Other features that are needed are collaboration features, such as sharing projects, notebooks, and files not just with other users but also with external collaborators. Version control is another important feature that is likely to be needed. The current data model does not include versioning, which is crucial for reproducibility. Implementing version control will require changes to the data model and the backend API, as well as the frontend to support viewing and restoring previous versions of projects and notebooks.

Conclusion

The Datadive platform, though still in its early stages, establishes a foundational framework for developing a comprehensive data analysis tool. The project has made key architectural choices, such as leveraging Jupyter components and implementing a scalable infrastructure with JupyterHub and Kubernetes, which provide a solid basis for further development.
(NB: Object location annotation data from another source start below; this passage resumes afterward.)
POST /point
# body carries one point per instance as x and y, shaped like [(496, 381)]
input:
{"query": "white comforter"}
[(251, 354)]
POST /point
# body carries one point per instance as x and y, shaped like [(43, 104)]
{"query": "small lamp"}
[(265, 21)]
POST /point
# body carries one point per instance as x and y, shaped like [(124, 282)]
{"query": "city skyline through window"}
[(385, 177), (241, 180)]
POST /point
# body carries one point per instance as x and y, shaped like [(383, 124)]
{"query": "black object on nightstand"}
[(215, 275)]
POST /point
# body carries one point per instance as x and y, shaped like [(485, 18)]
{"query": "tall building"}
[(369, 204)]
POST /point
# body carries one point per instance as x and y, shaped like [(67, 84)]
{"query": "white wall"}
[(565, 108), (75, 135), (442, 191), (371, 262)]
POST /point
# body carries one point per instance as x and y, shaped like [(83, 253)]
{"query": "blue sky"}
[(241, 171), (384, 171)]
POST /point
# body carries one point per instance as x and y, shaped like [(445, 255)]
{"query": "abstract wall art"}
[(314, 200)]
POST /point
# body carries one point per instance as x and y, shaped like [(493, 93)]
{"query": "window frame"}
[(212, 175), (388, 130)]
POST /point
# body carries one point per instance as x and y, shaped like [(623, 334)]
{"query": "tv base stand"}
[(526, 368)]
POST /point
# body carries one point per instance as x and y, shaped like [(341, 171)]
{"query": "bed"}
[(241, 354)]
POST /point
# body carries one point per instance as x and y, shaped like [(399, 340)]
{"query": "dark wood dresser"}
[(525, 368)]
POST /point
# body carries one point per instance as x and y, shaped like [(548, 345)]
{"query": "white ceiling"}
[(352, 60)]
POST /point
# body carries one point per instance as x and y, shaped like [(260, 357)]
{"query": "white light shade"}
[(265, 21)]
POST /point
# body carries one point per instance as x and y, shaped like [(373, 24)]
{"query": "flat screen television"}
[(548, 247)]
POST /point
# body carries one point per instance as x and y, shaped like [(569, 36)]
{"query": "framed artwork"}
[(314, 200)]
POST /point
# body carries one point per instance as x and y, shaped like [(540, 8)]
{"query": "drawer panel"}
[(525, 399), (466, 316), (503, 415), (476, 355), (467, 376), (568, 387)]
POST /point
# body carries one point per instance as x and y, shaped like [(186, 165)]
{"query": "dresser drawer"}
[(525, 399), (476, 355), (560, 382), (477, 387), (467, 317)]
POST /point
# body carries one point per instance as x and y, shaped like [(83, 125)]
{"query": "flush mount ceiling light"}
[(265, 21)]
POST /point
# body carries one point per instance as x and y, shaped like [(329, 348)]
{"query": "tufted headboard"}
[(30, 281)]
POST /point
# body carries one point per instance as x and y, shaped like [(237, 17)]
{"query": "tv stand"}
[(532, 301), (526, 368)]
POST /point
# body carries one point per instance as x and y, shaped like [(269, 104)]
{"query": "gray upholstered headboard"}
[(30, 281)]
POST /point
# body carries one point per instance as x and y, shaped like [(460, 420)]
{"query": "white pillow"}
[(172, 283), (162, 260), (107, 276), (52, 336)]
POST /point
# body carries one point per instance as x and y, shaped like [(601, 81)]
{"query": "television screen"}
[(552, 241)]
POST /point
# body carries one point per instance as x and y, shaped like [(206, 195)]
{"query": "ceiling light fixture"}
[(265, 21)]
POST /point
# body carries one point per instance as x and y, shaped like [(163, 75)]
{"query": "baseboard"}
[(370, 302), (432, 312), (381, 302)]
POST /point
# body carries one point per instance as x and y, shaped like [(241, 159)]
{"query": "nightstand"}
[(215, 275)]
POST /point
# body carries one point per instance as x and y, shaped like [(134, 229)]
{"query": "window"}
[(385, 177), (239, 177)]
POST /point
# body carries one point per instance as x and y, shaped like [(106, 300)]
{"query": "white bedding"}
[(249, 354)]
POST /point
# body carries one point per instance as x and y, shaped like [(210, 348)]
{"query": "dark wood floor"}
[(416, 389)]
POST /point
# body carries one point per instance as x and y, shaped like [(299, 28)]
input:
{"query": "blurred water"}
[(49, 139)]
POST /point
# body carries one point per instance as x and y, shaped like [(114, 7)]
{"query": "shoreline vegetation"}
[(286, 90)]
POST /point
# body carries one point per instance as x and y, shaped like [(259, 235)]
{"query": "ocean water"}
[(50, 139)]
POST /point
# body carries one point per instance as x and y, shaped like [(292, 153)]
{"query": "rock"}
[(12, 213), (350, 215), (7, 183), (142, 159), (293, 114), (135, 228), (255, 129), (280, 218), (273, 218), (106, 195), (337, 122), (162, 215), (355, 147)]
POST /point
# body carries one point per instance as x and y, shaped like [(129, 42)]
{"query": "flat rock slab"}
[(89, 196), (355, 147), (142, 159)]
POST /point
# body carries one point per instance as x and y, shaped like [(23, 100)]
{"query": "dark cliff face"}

While not all planned features could be implemented due to time constraints, the platform’s modular design and organized codebase support ongoing enhancements. The outlined steps for implementing core functionalities, including user authentication, project management, and notebook execution, are crucial for advancing the platform. Future work will focus on addressing data management challenges and exploring additional features to assist users in data analysis. Despite current limitations, this thesis lays the groundwork for future development efforts aimed at creating a functional research tool.

Footnotes

  1. Amazon S3 (Simple Storage Service) is a scalable object storage service offered by Amazon Web Services (AWS) designed for storing and retrieving any amount of data from anywhere on the web. It provides features such as durability, availability, and security for data storage, making it suitable for various applications including data backup, archiving, content distribution, and big data analytics. S3 organizes data into buckets, with each object identified by a unique key, enabling efficient data management and access.